From mboxrd@z Thu Jan  1 00:00:00 1970
X-Spam-Checker-Version: SpamAssassin 3.4.4 (2020-01-24) on polar.synack.me
X-Spam-Level: 
X-Spam-Status: No, score=-0.3 required=5.0 tests=BAYES_00,
	REPLYTO_WITHOUT_TO_CC autolearn=no autolearn_force=no version=3.4.4
X-Google-Language: ENGLISH,ASCII-7-bit
X-Google-Thread: 103376,cf34599caf2fa938
X-Google-Attributes: gid103376,public
From: ncohen@watson.ibm.com (Norman H. Cohen)
Subject: Re: GNAT function calling overhead
Date: 1995/04/06
Message-ID: <3m1kbo$174b@watnews1.watson.ibm.com>
X-Deja-AN: 100939415
distribution: world
references: <3m0nv1$pv2@nef.ens.fr>
organization: IBM T.J. Watson Research Center
reply-to: ncohen@watson.ibm.com
newsgroups: comp.lang.ada
Date: 1995-04-06T00:00:00+00:00
List-Id: <comp.lang.ada>

In article <3m0nv1$pv2@nef.ens.fr>, sands@clipper.ens.fr (Duncan Sands) writes: 
|> system: DOS 486 (with math coprocessor), gcc 2.6.3, GNAT 2.03
|>
|> Essentially the question is: why so much function calling overhead
|> in GNAT?
|>
|> I'm writing a set of matrix factorization routines (Schur etc) so
|> of course I need routines for multiplying matrices etc.
|> For me a matrix is
|>    type Matrix is array(Positive range <>, Positive range <>) of Float;
|>
|> I overloaded "*" for matrix multiplication: 
|>    function  "*"(Left : in Matrix; Right : in Matrix) return Matrix;

Functions returning results of an unconstrained array type are
notoriously expensive.  Because the compiler cannot determine the size of
the result before hand, it cannot leave space for it in an ordinary stack
frame, so the result must be put somewhere else and then copied to its
final destination after the function returns.  Unless your compiler is
clever enough to realize that your local variable inside the function,
say Result, is the only variable used in a return statement, it will
probably copy twice: from Result to "somewhere else" and from "somewhere
else" to the variable in the calling subprogram to which you assign the
function result.

Here are some other experiments you could try: 

   1. Use a procedure

        procedure Multiply (Left, Right: in Matrix; Product: out Matrix);

      instead of a function.  (This makes the caller responsible for
      knowing the size of the result and declaring an object with those
      dimensions to be passed as the third actual parameter.)

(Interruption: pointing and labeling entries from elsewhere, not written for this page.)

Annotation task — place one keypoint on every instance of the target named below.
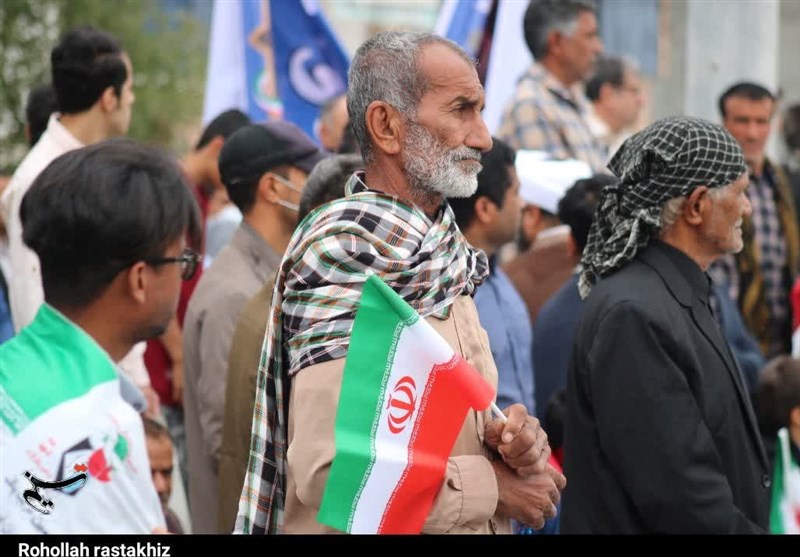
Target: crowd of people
(631, 291)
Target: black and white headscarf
(669, 158)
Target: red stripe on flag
(451, 390)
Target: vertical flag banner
(464, 22)
(405, 396)
(273, 59)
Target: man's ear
(109, 101)
(384, 126)
(137, 281)
(697, 206)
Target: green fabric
(49, 362)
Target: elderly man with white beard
(415, 103)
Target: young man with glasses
(109, 224)
(264, 168)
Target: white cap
(544, 181)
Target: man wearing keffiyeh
(415, 102)
(661, 434)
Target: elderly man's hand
(521, 441)
(530, 500)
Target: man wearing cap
(661, 434)
(545, 261)
(264, 168)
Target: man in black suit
(660, 435)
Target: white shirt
(25, 280)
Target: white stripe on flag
(419, 348)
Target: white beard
(434, 168)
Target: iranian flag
(405, 396)
(784, 516)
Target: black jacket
(660, 434)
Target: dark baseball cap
(254, 150)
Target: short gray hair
(673, 207)
(386, 68)
(544, 16)
(609, 69)
(326, 182)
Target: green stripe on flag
(381, 318)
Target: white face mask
(288, 204)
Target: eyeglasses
(189, 261)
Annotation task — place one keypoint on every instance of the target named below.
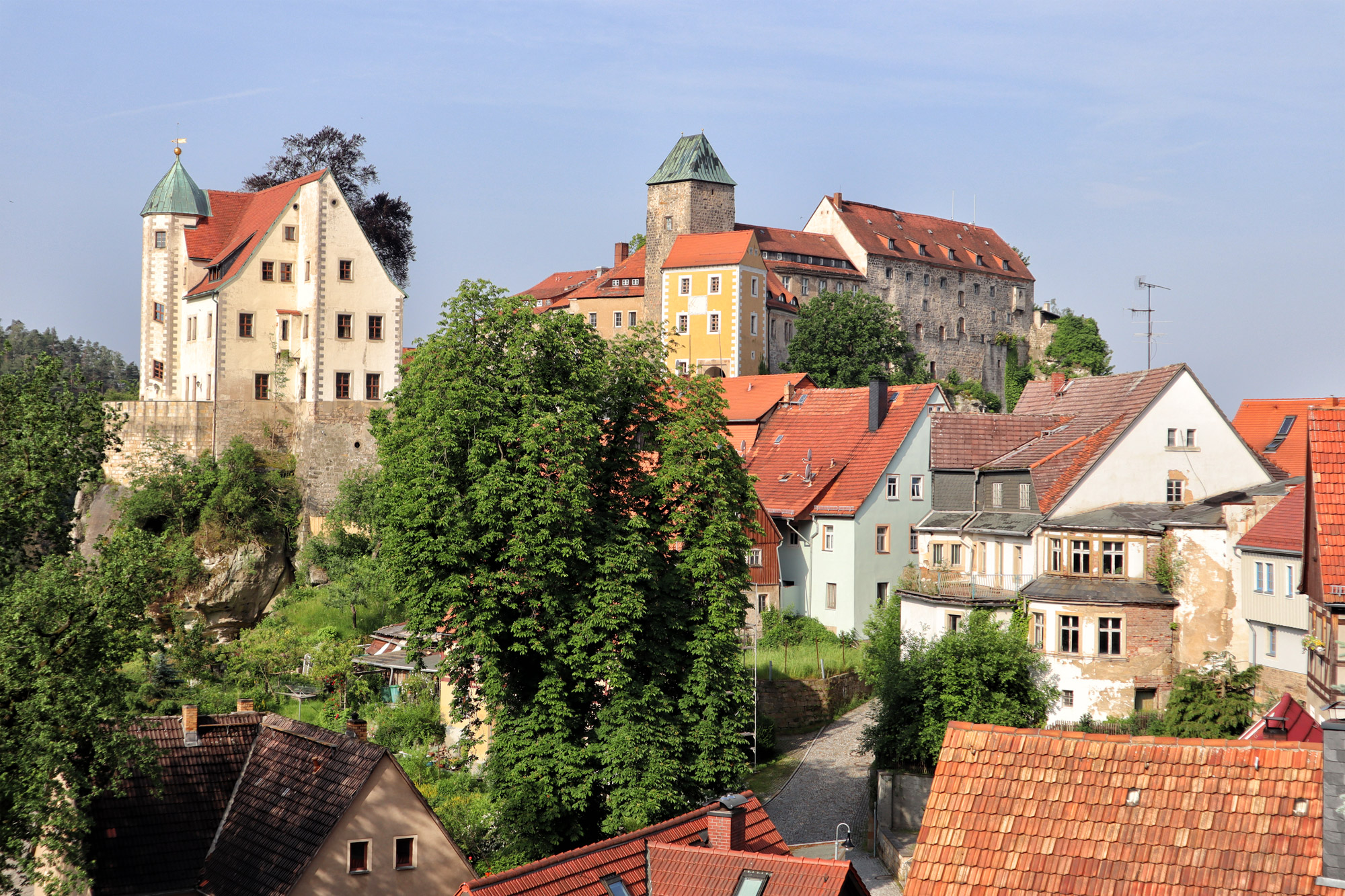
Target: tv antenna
(1149, 317)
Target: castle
(728, 294)
(264, 315)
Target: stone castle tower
(691, 193)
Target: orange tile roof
(240, 224)
(753, 397)
(1019, 811)
(1260, 419)
(709, 249)
(874, 227)
(847, 458)
(1327, 493)
(579, 870)
(1282, 528)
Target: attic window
(751, 883)
(1281, 434)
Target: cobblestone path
(832, 786)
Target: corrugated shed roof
(1019, 811)
(1282, 528)
(1327, 483)
(1258, 420)
(847, 458)
(874, 227)
(692, 159)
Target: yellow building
(714, 296)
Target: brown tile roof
(297, 786)
(1260, 419)
(1282, 528)
(579, 872)
(874, 227)
(1327, 494)
(847, 458)
(149, 842)
(1022, 811)
(966, 440)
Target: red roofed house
(844, 475)
(1278, 428)
(1270, 576)
(728, 848)
(1017, 811)
(1104, 469)
(1324, 556)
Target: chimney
(1334, 803)
(878, 403)
(728, 823)
(190, 736)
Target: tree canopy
(1079, 345)
(843, 339)
(387, 220)
(578, 520)
(984, 673)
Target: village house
(844, 474)
(260, 803)
(1019, 811)
(1324, 555)
(728, 848)
(1109, 474)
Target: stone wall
(798, 705)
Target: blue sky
(1196, 143)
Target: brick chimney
(190, 736)
(728, 825)
(1334, 803)
(878, 403)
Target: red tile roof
(874, 227)
(1260, 419)
(1327, 493)
(709, 249)
(580, 870)
(847, 458)
(968, 440)
(1019, 811)
(692, 870)
(239, 224)
(1291, 723)
(1282, 528)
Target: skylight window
(1281, 434)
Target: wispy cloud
(182, 103)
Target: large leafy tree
(984, 673)
(578, 521)
(387, 220)
(843, 339)
(67, 628)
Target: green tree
(1079, 345)
(843, 339)
(983, 673)
(578, 521)
(1217, 700)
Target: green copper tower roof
(177, 194)
(692, 159)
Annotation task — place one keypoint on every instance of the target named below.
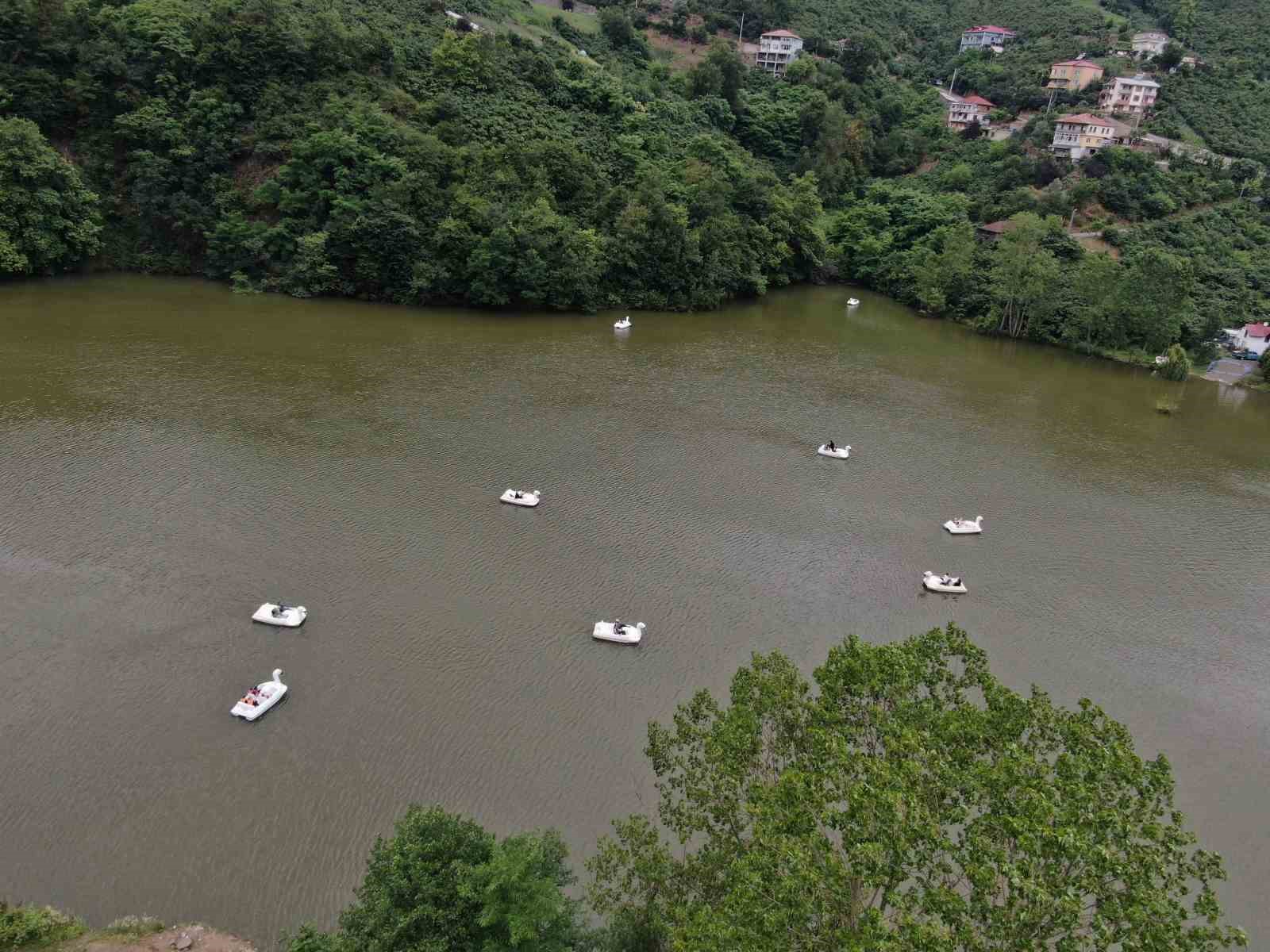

   2. (Poor SW engineering, but a worthwhile experiment:)  Restrict your
      function to work with a CONSTRAINED array subtype: 

         subtype Matrix_15 is Matrix (1 .. 15, 1 .. 15);
         function  "*"
            (Left : in Matrix_15; Right : in Matrix_15) return Matrix_15;

|> Multiplying two 15 by 15 matrices 10_000 times using this function
|> takes about 55 seconds on my machine.  The algorithm is the obvious
|> one: loop over rows and columns, add up the appropriate products and
|> assign them.
|>
|> I then "inlined" this function: rather than using "*", I put the code
|> for "*" directly into my 10_000 times loop, of course renaming Left
|> and Right to the names of my matrices, and assigning directly to the
|> matrix which is to hold the answer.  In this way I eliminated the
|> function calling overhead.  Using this method, multiplying two 15 by
|> 15 matrices 10_000 times takes about 44 seconds.

If you wrote

    for I in Left'Range(1) loop
       for J in Right'Range(2) loop
          for K in Left'Range(2) loop
             Ultimate_Target(I,J) :=
                Ultimate_Target(I,J) + Left(I,K) * Right(K,J);
          end loop;
       end loop;
    end loop;

rather than

    for I in Left'Range(1) loop
       for J in Right'Range(2) loop
          for K in Left'Range(2) loop
             Result(I,J) := Result(I,J) + Left(I,K) * Right(K,J);
          end loop;
       end loop;
    end loop;
    Ultimate_Target := Result;

(as seems sensible) then you eliminated more than the function-call
overhead:  You also eliminated the overhead that was originally
associated with the ":=" in

   Ultimate_Result := Left * Right;

|> All this was done with optimisation (-O3) and -gnatp (i.e. no range
|> checking etc).
|>
|> In summary: 55 seconds with function calling overhead.
|>             44 seconds without function calling overhead.
|>
|> Now, a 15 by 15 matrix means 225 entries.  225 entries at,
|> say, 8 bytes an entry makes a bit less than 2k.  So, depending on
|> whether GNAT takes function parameters by reference or by copy,
|> this makes anything between 2k and, say, 10k bytes to be copied
|> on each function call.
|>
|> Does this explain the time difference?  It shouldn't!  The amount
|> of time spent copying memory should be completely overwhelmed by
|> the amount of time taken to do the floating point operations!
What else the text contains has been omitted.